Other OTR personalities in the film include Bill Goodwin as the obnoxiously oily Sidney Monahan—and although Goodwin was primarily an announcer/supporting player on such programs as The Bob Hope Show and Burns & Allen, he enjoyed a nice career in films as a character actor, appearing in So This is New York (1948, with Henry Morgan) and It’s a Great Feeling (1949, with Jack Carson, Dennis Morgan and Doris Day—my favorite of the Carson-Morgan vehicles). John Brown, however, steals every single scene he’s in as he brings his Life of Riley character Digby “Digger” O’Dell to the silver screen. Digger is first introduced to the audience in a scene where the Rileys’ electricity has been cut off and the house is plunged into darkness; I thought this was a very clever touch, allowing them to hear his clammy, sepulchral tones before they see his beautifully somber mug on screen. Brown would also make it to the 1949-50 TV series, but for some reason wasn’t available for Bendix’s version, which ran from 1953-58. (Perhaps Brown was in poor health, he passed away in 1957.)

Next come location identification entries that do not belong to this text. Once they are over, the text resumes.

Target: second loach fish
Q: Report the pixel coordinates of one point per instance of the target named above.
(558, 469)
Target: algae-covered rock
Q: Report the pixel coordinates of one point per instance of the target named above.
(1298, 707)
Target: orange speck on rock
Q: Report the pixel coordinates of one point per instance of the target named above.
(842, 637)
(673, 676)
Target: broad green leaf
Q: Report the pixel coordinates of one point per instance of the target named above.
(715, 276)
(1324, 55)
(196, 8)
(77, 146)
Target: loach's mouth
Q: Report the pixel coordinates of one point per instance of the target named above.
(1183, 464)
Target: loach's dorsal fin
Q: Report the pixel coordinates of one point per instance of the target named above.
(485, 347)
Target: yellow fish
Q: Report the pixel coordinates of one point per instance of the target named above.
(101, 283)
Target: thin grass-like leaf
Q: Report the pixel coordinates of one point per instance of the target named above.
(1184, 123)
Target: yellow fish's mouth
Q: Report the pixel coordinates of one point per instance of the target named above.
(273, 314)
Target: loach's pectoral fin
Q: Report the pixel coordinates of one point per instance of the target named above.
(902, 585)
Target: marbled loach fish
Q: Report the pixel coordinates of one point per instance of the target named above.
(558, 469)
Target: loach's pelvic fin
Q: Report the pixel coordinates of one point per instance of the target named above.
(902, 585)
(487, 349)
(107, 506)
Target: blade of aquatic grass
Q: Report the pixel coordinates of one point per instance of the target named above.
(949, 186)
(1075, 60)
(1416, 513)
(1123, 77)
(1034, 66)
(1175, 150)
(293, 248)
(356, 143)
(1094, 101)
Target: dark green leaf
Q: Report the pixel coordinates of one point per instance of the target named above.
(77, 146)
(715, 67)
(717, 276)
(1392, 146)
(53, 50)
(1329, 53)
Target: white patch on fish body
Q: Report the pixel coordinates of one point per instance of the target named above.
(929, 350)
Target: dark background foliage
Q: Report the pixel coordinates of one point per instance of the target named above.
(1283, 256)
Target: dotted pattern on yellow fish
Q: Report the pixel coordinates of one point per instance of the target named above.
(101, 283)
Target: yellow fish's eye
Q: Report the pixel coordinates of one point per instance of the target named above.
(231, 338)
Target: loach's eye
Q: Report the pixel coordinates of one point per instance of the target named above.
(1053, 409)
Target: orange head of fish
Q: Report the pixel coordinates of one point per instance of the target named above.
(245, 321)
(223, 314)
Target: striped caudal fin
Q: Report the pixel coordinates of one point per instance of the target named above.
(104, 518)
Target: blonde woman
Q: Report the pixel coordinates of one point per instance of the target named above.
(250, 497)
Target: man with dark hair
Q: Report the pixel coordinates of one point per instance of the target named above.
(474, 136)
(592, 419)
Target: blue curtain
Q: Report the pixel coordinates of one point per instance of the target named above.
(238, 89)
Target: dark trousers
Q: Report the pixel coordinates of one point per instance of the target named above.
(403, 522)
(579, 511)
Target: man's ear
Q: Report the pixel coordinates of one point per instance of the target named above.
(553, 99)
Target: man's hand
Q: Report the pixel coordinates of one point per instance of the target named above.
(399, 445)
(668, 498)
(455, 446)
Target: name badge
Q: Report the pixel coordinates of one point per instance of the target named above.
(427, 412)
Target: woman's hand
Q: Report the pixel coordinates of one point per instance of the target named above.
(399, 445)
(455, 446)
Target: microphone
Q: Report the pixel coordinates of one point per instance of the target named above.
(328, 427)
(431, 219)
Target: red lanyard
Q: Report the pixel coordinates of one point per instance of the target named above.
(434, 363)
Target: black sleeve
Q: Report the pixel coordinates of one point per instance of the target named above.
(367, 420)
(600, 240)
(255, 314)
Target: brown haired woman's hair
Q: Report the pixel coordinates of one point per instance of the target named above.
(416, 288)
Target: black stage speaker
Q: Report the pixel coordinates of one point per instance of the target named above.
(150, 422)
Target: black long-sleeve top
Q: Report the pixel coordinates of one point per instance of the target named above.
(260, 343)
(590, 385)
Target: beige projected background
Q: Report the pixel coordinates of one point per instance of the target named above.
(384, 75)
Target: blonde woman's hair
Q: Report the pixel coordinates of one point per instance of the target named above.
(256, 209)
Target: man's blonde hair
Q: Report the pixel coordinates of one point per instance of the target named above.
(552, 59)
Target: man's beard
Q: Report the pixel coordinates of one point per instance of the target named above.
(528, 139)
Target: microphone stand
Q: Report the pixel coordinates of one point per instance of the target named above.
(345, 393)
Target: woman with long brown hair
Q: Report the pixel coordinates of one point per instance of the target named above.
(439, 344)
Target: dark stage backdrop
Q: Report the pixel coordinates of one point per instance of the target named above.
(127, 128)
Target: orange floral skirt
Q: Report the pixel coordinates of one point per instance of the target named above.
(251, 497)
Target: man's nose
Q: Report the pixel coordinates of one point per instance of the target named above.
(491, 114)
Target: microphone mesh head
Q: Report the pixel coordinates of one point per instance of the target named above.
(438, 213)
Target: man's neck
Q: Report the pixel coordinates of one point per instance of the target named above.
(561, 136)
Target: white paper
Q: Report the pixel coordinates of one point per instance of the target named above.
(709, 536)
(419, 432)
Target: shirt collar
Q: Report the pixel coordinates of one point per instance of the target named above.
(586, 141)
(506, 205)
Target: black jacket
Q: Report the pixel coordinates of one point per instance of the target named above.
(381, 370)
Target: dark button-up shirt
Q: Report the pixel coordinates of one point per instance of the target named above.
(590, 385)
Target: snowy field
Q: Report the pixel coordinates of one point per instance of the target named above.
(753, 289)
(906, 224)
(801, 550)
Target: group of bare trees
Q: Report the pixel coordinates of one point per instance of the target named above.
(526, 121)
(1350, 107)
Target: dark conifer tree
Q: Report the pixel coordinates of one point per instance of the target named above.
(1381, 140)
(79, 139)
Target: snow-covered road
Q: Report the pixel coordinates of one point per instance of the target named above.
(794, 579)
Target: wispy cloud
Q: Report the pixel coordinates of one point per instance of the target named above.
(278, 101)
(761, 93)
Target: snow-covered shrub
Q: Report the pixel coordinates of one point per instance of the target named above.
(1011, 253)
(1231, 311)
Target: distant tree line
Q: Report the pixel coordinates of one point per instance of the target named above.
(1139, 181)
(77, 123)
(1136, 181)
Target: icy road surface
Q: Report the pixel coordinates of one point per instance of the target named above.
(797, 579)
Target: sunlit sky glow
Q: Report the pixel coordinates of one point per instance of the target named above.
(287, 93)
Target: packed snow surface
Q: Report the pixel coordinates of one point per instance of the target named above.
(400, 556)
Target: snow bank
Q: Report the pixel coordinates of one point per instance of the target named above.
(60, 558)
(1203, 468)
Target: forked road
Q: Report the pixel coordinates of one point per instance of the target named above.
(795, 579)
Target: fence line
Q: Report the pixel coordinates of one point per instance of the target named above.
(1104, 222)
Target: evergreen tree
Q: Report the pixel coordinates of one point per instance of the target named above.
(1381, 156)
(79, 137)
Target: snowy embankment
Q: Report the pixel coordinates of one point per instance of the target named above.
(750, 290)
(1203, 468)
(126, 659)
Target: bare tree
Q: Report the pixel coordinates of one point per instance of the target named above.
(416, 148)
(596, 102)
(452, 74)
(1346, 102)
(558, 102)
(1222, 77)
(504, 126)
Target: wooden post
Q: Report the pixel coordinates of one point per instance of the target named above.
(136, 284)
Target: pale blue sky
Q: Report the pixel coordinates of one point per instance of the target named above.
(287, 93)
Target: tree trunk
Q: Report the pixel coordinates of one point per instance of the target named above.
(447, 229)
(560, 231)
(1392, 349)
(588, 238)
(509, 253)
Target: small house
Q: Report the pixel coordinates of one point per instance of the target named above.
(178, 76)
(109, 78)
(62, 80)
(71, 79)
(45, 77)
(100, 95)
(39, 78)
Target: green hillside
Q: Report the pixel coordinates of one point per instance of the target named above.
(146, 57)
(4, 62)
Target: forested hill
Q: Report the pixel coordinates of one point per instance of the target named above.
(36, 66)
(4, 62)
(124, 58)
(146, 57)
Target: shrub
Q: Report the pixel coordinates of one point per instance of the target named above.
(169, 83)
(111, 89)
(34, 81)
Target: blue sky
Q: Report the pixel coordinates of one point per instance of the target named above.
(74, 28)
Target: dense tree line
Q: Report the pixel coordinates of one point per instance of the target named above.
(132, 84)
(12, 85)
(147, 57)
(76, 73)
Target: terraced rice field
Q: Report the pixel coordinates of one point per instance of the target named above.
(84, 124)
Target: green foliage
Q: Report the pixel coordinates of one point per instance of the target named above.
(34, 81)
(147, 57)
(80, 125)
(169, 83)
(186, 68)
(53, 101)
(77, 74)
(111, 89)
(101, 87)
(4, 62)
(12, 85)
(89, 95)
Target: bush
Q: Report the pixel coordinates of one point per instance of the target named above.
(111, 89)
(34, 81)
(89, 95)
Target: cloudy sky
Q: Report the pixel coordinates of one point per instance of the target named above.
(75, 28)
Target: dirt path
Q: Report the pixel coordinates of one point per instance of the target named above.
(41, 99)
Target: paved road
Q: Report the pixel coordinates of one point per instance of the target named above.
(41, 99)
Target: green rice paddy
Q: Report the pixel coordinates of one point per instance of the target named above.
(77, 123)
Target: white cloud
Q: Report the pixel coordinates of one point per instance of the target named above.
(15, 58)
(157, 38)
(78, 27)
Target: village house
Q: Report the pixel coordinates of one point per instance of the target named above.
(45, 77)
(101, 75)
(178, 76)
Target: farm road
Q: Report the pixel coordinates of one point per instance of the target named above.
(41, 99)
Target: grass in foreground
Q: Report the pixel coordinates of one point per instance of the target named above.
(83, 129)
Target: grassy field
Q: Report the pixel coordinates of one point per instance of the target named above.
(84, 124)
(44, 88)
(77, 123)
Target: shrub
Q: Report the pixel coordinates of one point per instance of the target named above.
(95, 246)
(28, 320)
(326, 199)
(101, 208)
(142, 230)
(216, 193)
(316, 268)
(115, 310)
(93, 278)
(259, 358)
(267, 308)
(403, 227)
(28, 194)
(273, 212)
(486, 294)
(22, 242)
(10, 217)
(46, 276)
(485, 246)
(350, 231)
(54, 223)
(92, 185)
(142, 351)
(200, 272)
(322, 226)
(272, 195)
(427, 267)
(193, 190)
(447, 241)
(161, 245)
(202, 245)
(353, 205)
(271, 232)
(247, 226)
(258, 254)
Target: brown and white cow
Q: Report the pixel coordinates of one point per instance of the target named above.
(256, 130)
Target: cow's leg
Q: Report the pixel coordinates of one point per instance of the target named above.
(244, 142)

The Life of Riley is also populated with some wonderful character actors—James Gleason (who plays Riley’s best friend and neighbor Gillis—fans know, of course, that Brown played this part on radio as well), Beulah Bondi, Ted de Corsia (who was no slouch on OTR either) and a young Richard Long, before he relocated with Barbara Stanwyck to The Big Valley. (Or set up shop at 77 Sunset Strip, if that’s the way you remember him.) There’s also a great voice cameo by a famous OTR detective, and I wouldn’t dream of spoiling that surprise. (There are some really good in-jokes in this movie; my favorite is a book that’s mentioned as being written by “Professor Alan Lipscott”—Lipscott being one of the writers of The Life of Riley on radio.)
Making a film based on a radio series was a dicey proposition at best back in the 30s, 40s and even 50s. Radio fans would often find themselves surprised at the physical appearance of an actor or actress (knowing them only by their voice, of course), or would have a completely different impression of how their house or car or whatever looked. And though many of these films were produced simply for their novelty value (with plots flimsier than a politician’s campaign promise), there were a handful that transcended this and provided novel and fantastic entertainment. I’m pleased to report that The Life of Riley most assuredly stands out in this bunch.